RAVENNA: Al mausoleo di Teodorico è stato inaugurato questa mattina il primo pannello, con relativa oasi wi-fi, di segnaletica del monumento Unesco, alla presenza degli assessori alla Cultura Elsa Signorino e al Turismo Giacomo Costantini e della direttrice del Mausoleo e del palazzo di Teodorico Sandra Manara del Polo museale dell’Emilia Romagna.
Nell’ambito del potenziamento e dell’innovazione dei servizi di assistenza culturale e di ospitalità, infatti, il Comune sta predisponendo il ripristino della segnaletica presso i monumenti del sito Unesco di Ravenna, grazie ad un progetto finanziato dal Mibact ai sensi della legge 77 del 2006.
I contenuti e la posizione dei pannelli informativi dei monumenti Unesco sono stati realizzati dall’Amministrazione comunale in accordo con il Polo museale dell’Emilia Romagna e l’Arcidiocesi di Ravenna-Cervia.
Nei pannelli la parte superiore è riservata alle informazioni di accoglienza, mentre quella inferiore - modificabile nel tempo – è dedicata alla presenza delle oasi wi-fi, alle comunicazioni istituzionali, nonché a molteplici interazioni che, grazie all’uso dei social media, potranno contribuire alla costruzione di contenuti, coinvolgendo visitatori e cittadini.
Naturalmente bilingue, italiano e inglese, ogni pannello illustra in sintesi le principali caratteristiche storiche architettoniche del monumento.

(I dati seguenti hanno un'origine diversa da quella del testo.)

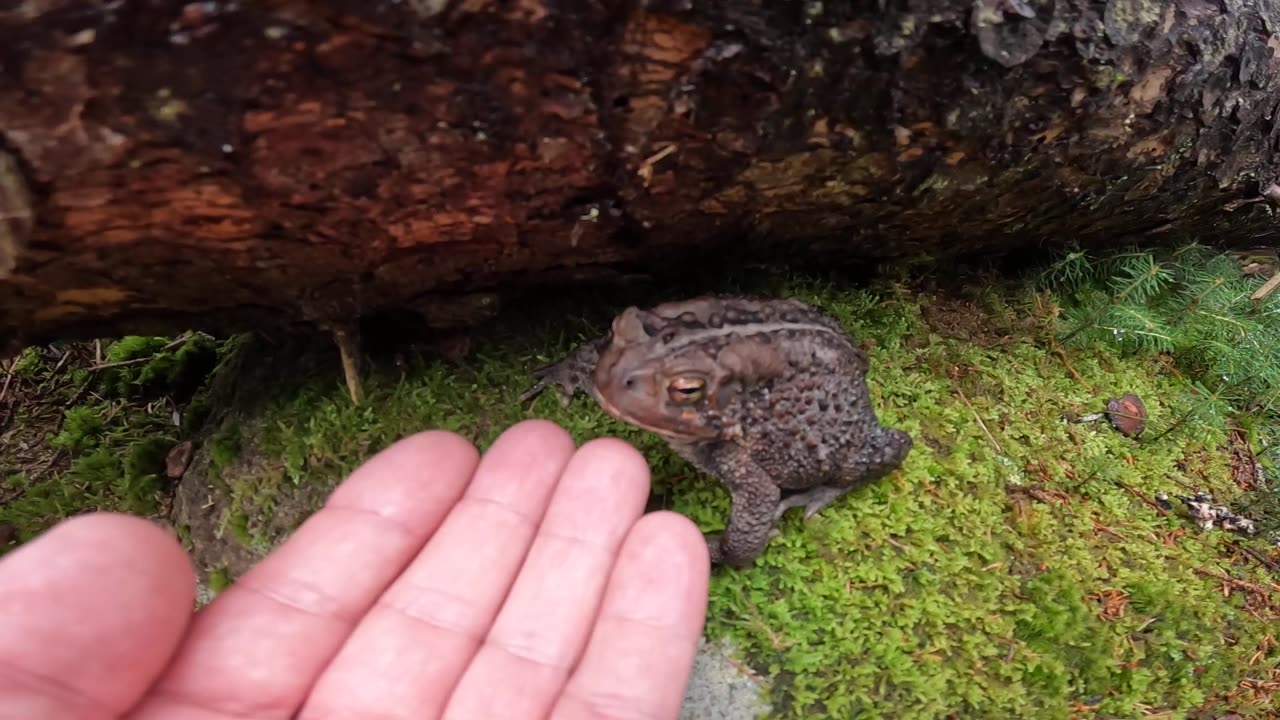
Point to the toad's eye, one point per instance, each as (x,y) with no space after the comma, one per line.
(686,390)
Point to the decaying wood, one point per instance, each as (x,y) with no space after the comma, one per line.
(170,165)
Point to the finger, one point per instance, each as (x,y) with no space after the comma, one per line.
(90,613)
(641,651)
(545,620)
(257,647)
(407,654)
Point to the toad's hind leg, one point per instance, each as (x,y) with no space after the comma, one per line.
(812,500)
(885,451)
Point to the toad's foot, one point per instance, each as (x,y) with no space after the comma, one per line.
(568,376)
(812,500)
(720,554)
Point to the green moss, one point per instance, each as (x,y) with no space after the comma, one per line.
(219,580)
(151,365)
(28,363)
(82,429)
(1008,570)
(947,588)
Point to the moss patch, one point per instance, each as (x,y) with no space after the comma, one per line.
(87,427)
(1016,566)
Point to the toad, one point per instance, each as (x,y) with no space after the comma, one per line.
(767,395)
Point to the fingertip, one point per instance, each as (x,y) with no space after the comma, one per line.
(80,538)
(663,548)
(677,534)
(94,607)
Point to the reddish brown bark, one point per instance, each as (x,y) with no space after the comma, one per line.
(169,165)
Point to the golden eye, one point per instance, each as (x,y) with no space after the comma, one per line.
(686,390)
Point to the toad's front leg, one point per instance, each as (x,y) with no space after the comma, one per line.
(568,376)
(750,522)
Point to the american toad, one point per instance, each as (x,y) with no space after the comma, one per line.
(769,396)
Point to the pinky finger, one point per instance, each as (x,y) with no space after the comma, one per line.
(638,661)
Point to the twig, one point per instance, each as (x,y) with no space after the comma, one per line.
(1070,369)
(976,417)
(8,378)
(170,345)
(1234,582)
(1267,288)
(1142,497)
(1260,557)
(348,350)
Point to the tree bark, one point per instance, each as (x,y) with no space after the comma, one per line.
(187,165)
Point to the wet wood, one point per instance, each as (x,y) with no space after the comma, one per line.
(172,165)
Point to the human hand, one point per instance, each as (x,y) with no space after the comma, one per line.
(433,583)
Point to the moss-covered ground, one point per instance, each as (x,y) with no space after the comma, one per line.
(1018,565)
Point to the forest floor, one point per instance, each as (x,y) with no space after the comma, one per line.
(1022,563)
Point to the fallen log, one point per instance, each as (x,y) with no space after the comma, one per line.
(218,164)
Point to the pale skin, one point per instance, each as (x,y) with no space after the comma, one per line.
(433,583)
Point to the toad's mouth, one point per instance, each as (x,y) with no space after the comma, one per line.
(667,432)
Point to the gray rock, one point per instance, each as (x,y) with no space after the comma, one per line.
(718,689)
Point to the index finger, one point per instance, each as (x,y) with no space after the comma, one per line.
(256,648)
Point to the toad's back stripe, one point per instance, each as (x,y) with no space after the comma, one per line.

A seguire i prossimi posizionamenti: mausoleo di Galla Placidia / basilica di San Vitale, basilica di Sant’Apollinare Nuovo, battistero Neoniano, Cappella arcivescovile, battistero degli Ariani, basilica di Sant’Apollinare in Classe.

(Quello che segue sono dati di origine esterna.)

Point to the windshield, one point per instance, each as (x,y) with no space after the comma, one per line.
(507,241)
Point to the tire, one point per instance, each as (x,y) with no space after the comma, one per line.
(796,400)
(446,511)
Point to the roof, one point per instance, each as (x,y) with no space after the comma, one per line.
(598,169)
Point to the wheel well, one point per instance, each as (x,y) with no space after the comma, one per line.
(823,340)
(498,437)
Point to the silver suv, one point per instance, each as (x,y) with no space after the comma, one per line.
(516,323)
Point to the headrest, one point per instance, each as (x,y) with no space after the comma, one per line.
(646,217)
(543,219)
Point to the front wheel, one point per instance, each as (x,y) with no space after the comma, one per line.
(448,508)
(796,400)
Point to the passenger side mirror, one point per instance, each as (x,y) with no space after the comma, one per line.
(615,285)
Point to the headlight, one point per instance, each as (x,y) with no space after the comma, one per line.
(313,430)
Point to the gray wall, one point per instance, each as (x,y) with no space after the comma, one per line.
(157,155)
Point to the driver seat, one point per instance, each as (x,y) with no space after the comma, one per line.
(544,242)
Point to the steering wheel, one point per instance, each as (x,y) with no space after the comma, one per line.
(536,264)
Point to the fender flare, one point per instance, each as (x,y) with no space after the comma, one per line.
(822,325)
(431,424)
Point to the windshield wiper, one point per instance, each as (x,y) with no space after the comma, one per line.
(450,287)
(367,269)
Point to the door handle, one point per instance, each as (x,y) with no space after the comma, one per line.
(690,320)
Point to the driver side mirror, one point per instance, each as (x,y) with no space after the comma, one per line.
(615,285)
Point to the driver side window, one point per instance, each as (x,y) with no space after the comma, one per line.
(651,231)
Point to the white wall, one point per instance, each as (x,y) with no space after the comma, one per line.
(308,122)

“Il progetto – commentano gli assessori Signorino e Costantini - sancisce un lavoro congiunto di tutti gli enti coinvolti nella gestione dei beni patrimonio Unesco e risponde alle raccomandazioni del Comitato Mondiale in merito al sostegno delle competenze in materia di conoscenza, informazione, comunicazione e facilitazione tramite nuove tecnologie. Si inscrive inoltre nella visione compresa nel programma di mandato della cultura che guarda con assoluta priorità al lavoro congiunto tra le diverse titolarità istituzionali, alla fruizione del patrimonio e alla partecipazione dei cittadini al bene comune”.